I began to feel affected by the drink I’d had. It was beginning to drape a blanket on the unpleasant memories and converting my gaffes into triumphs.
“Tell me,” I said. “I like weird places and stories.”
“Certainly not!” Monica Sievel said, smiling confidentially at me. “Why, you have to experience it for yourself—go and catch the mood. There’s moonlight and the cliffs and the darkness below—and the ruined chapel! Go and catch your own ghosts, Anne.”
“A walk would do you both good,” Jensen assured us.
“You can’t miss the track,” Fitch smiled. His wet eyes hypnotized me. “Go right up to the chapel, Anne. Take Richard.”
I looked at Richard. He swayed slightly in his tall-backed chair. I didn’t know what I wanted.
“Superb meal,” he said. “Like to walk in the moonlight, love?”
“If you like.”
“Excuse me,” Richard said, dropping his cigar into a bowl of trifle.

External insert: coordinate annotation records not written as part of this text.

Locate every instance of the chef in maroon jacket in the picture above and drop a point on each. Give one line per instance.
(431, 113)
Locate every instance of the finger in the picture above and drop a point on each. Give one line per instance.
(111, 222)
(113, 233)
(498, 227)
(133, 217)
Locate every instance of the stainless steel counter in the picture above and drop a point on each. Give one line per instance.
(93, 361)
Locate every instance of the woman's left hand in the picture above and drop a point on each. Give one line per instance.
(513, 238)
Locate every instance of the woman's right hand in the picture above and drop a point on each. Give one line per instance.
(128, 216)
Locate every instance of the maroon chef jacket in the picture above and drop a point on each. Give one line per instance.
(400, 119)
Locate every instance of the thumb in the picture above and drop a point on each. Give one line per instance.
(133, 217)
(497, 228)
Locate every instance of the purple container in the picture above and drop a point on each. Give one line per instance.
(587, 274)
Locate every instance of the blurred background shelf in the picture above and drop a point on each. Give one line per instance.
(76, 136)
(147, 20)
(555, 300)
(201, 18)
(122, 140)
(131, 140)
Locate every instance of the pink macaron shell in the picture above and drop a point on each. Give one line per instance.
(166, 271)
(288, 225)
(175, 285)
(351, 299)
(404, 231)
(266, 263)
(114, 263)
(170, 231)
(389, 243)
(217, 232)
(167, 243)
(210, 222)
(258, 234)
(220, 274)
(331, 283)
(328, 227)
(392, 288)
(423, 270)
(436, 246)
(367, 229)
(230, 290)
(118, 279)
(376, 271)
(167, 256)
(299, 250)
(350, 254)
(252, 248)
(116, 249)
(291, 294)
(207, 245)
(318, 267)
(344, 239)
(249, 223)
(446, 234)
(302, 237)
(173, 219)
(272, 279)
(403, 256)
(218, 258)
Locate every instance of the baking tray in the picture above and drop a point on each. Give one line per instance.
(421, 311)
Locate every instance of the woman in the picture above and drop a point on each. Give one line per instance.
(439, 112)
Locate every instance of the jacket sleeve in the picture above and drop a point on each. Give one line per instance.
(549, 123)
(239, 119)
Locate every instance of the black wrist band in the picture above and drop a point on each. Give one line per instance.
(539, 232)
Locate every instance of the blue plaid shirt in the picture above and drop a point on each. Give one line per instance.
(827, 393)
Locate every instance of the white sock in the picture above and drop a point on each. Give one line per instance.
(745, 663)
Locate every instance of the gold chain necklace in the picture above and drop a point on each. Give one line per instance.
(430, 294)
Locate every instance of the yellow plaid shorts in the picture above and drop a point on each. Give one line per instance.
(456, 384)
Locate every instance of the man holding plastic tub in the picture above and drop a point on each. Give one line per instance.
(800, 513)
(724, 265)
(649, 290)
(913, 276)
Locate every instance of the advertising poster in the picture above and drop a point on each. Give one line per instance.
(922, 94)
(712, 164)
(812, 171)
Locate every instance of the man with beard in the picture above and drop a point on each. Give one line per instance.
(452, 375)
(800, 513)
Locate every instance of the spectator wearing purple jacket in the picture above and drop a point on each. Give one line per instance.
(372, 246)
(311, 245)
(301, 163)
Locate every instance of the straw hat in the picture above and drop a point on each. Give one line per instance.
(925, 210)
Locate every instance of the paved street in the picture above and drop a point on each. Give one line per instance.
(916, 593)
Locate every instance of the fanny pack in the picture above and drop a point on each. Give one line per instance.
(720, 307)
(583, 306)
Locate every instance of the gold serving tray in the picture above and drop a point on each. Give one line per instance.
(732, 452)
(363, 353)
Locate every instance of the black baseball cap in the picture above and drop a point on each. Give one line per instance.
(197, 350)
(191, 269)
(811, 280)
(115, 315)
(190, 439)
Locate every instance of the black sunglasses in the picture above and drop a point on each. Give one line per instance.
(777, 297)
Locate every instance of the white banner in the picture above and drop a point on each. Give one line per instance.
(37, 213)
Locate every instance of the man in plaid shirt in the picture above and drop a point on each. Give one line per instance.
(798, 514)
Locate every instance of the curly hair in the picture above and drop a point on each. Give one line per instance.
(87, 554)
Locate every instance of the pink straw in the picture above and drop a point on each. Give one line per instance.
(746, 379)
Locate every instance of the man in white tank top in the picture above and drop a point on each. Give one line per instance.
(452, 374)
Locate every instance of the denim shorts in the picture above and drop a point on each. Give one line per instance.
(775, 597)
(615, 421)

He didn’t notice the way it hissed out, but I giggled as I saw the expression on the faces of Jensen, the Sievel woman and Fitch.
I basked in their approval.
“Wait until we’re out of the room before you talk about us,” I said. What an exit line. I felt like a Bogart heroine.
I could hear them chuckling and murmuring appreciatively at my parting joke as we walked through the small bar and out into the entrance hall of Monteine Castle.
With a drunken clarity, I knew the evening was a disaster, but what pained in a dull and bitter way was that I did not know why; I knew, however, with an iron certainty, that whatever the evening brought would affect me immediately and dreadfully, and would go on winding its way into the fabric of my life with Richard, always threatening to destroy us.